Conducting absorbent composite for parallel plate chemicapacitive microsensors with improved selectivity

• Conducting (carbon black (CB) nanoparticles and ionic liquid) absorbent composites were prepared.
• Organic polymer/conducting composites were used with chemicapacitive microsensors.
• Greater response with ionic liquid (BMIPF6) but higher noise leads to poor LOD.
• Improved sensitivity with CB doped polar polymers for volatile biomarkers.
• Improved selectivity with ionic liquid doped polymers for volatile biomarkers.

Conducting absorbent composites were prepared using two organic polymers (polar and nonpolar) mixed with conductive carbon nanoparticles and an ionic liquid (BMIPF6). The mixture was deposited between the plates of chemicapacitive microsensors using ink-jet technology. Different coatings were characterized using SEM and DRIFTS techniques. The response magnitude for each sensor depends on numerous phenomenon but changes in permittivity of the analyte and polymer swelling dominate. The performance of individual chemicapacitive sensors were characterized through exposure to concentrations of various volatile organic compounds with different functional groups in a climate controlled vapor delivery system. Sensitivity, selectivity and limits of detection, of each prepared sensor, were compared and the discrimination power was evaluated using quadratic discriminant analysis.

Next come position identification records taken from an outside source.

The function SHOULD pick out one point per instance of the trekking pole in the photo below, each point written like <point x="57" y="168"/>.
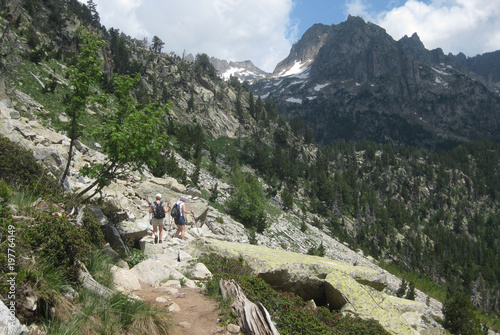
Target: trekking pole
<point x="195" y="224"/>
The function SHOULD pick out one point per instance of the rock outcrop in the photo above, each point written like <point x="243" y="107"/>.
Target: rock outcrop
<point x="352" y="289"/>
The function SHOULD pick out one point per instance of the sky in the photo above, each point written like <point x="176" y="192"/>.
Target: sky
<point x="264" y="31"/>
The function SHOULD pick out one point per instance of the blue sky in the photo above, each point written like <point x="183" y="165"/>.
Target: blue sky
<point x="263" y="31"/>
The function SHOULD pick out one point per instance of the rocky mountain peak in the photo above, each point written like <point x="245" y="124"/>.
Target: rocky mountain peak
<point x="304" y="51"/>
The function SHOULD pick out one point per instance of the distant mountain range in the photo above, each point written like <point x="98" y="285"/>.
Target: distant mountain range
<point x="352" y="81"/>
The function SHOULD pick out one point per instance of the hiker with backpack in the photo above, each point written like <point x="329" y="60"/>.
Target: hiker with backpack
<point x="158" y="209"/>
<point x="178" y="211"/>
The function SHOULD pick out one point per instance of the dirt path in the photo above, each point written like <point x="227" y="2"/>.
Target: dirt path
<point x="197" y="313"/>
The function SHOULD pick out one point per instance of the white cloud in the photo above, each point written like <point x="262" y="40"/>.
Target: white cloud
<point x="468" y="26"/>
<point x="359" y="8"/>
<point x="235" y="30"/>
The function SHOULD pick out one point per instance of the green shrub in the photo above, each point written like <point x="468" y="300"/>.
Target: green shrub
<point x="220" y="264"/>
<point x="5" y="192"/>
<point x="21" y="171"/>
<point x="134" y="256"/>
<point x="57" y="238"/>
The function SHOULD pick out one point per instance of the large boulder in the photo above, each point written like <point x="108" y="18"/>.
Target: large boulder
<point x="351" y="289"/>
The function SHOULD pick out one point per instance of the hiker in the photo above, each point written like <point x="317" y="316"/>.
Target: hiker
<point x="158" y="209"/>
<point x="180" y="222"/>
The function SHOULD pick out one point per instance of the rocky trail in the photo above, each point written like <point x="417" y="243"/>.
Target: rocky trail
<point x="192" y="311"/>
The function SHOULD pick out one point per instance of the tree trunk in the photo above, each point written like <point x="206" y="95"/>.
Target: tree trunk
<point x="252" y="318"/>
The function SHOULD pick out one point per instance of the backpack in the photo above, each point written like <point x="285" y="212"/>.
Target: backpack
<point x="158" y="211"/>
<point x="176" y="211"/>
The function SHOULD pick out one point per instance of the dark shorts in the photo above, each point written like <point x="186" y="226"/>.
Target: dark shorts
<point x="180" y="221"/>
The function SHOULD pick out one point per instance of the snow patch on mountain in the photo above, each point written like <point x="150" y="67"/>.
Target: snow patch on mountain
<point x="297" y="68"/>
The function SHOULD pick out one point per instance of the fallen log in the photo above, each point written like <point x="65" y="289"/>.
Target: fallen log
<point x="90" y="284"/>
<point x="252" y="318"/>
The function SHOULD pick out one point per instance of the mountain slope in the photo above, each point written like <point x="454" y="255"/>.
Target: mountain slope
<point x="244" y="71"/>
<point x="363" y="85"/>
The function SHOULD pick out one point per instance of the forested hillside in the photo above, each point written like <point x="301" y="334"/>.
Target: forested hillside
<point x="435" y="214"/>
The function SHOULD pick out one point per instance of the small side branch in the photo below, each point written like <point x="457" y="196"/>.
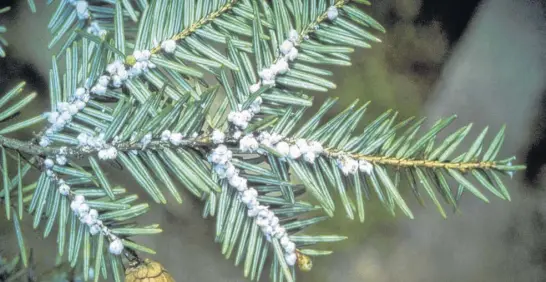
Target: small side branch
<point x="381" y="160"/>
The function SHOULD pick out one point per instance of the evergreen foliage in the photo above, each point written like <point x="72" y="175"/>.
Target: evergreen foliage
<point x="212" y="96"/>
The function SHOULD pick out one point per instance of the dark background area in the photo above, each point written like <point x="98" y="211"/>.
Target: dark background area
<point x="480" y="59"/>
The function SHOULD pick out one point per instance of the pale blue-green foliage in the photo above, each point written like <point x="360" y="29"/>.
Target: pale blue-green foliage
<point x="221" y="47"/>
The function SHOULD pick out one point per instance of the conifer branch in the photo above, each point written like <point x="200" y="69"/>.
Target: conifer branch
<point x="241" y="158"/>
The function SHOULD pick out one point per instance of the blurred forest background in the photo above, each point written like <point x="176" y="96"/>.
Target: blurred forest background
<point x="483" y="60"/>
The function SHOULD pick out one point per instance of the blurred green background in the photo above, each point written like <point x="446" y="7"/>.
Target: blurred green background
<point x="493" y="75"/>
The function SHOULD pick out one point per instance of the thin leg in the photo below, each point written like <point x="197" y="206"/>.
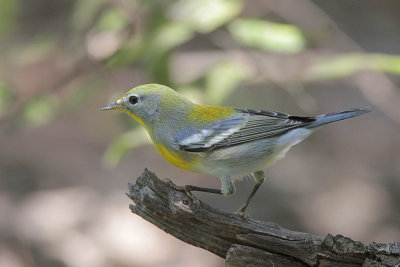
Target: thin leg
<point x="259" y="177"/>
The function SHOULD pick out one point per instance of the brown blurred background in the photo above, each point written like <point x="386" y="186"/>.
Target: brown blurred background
<point x="64" y="165"/>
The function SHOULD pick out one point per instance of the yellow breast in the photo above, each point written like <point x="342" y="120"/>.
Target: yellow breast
<point x="186" y="162"/>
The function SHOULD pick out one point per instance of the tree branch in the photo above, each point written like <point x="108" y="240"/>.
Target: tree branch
<point x="244" y="242"/>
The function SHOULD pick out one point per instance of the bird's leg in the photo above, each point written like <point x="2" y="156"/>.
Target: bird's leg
<point x="259" y="177"/>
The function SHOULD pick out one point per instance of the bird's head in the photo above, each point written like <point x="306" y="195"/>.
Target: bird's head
<point x="146" y="103"/>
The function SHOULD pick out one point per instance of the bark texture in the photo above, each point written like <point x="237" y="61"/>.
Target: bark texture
<point x="247" y="242"/>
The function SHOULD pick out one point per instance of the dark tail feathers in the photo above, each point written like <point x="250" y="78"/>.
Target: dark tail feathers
<point x="337" y="116"/>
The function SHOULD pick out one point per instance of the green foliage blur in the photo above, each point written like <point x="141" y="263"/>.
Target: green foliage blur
<point x="97" y="37"/>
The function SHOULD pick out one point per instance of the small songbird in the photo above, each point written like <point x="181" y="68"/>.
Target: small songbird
<point x="221" y="141"/>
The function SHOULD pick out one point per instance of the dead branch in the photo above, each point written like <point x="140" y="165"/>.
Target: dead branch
<point x="247" y="242"/>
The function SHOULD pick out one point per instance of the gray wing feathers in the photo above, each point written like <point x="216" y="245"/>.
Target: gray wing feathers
<point x="247" y="126"/>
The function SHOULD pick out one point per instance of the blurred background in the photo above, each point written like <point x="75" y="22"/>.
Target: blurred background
<point x="64" y="165"/>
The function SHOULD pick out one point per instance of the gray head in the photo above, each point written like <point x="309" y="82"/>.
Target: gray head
<point x="144" y="102"/>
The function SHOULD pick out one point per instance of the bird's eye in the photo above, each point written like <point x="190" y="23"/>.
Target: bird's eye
<point x="133" y="99"/>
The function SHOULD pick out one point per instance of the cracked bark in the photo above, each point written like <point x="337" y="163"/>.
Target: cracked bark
<point x="248" y="242"/>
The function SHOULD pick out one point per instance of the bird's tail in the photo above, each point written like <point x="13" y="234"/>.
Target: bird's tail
<point x="337" y="116"/>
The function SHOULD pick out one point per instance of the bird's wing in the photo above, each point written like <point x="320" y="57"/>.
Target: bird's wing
<point x="245" y="126"/>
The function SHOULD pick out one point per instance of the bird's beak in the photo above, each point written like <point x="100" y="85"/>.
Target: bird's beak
<point x="113" y="106"/>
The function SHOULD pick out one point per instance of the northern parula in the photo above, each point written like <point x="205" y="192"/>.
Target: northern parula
<point x="222" y="141"/>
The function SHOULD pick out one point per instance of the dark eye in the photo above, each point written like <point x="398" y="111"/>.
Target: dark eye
<point x="133" y="99"/>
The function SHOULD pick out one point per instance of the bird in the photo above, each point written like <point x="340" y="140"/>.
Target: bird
<point x="230" y="143"/>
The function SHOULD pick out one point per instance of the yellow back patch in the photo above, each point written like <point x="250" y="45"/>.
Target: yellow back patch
<point x="210" y="113"/>
<point x="175" y="159"/>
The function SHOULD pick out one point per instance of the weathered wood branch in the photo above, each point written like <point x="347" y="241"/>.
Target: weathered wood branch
<point x="247" y="242"/>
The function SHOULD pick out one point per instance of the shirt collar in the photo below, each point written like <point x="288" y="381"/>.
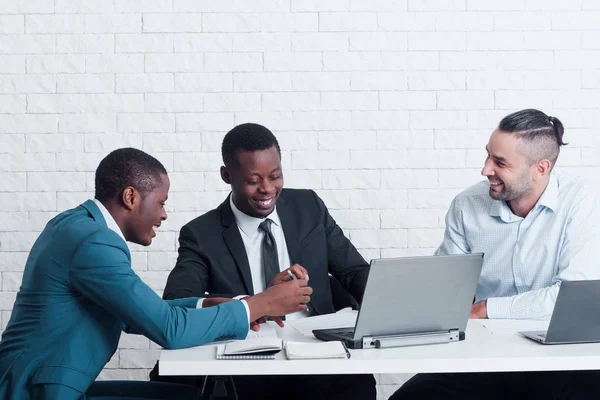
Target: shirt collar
<point x="249" y="225"/>
<point x="549" y="199"/>
<point x="110" y="221"/>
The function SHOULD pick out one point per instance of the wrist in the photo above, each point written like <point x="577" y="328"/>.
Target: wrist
<point x="259" y="306"/>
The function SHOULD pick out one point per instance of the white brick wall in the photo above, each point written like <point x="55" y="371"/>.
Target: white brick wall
<point x="382" y="106"/>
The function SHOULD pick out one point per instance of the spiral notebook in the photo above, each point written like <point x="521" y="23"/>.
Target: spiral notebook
<point x="251" y="349"/>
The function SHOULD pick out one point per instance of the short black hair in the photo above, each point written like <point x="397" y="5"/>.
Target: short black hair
<point x="542" y="135"/>
<point x="247" y="137"/>
<point x="127" y="167"/>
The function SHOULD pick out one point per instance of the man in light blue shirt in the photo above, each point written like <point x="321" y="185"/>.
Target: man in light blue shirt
<point x="536" y="228"/>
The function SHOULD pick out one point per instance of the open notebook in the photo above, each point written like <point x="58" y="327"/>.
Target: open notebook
<point x="321" y="350"/>
<point x="250" y="349"/>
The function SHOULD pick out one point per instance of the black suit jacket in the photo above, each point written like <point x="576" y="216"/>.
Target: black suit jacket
<point x="212" y="257"/>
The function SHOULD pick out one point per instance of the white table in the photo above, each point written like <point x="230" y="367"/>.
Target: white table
<point x="482" y="351"/>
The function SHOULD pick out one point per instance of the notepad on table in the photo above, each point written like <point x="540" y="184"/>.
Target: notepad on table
<point x="251" y="349"/>
<point x="309" y="351"/>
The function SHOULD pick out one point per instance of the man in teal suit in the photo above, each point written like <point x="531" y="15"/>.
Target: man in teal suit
<point x="79" y="292"/>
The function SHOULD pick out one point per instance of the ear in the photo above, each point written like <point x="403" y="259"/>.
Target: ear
<point x="131" y="198"/>
<point x="542" y="168"/>
<point x="225" y="175"/>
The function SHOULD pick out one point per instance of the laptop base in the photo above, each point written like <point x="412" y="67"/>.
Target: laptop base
<point x="346" y="335"/>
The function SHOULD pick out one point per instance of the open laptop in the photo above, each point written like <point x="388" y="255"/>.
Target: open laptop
<point x="412" y="301"/>
<point x="575" y="318"/>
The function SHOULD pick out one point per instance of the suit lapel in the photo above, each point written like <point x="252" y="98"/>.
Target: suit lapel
<point x="233" y="240"/>
<point x="290" y="229"/>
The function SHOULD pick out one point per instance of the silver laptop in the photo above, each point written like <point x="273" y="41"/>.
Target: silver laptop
<point x="575" y="318"/>
<point x="413" y="301"/>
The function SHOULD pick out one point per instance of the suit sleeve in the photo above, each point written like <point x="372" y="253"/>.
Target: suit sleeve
<point x="191" y="273"/>
<point x="344" y="262"/>
<point x="101" y="271"/>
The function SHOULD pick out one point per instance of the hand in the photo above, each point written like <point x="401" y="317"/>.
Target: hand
<point x="286" y="298"/>
<point x="479" y="310"/>
<point x="297" y="270"/>
<point x="255" y="326"/>
<point x="214" y="301"/>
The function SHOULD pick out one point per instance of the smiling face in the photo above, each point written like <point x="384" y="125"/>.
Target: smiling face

Ionic liquid doped polymers were able to enhance the sensitivity and the selectivity of parallel plate capacitive sensors. Improved analyte classification was achieved with the ionic liquid-doped polymers (97% accuracy) over the pure polymers. This preliminary study describes the first use of polymer composites with carbon black and ionic liquids as the absorbent dielectric layer in parallel plate microcapacitive sensors.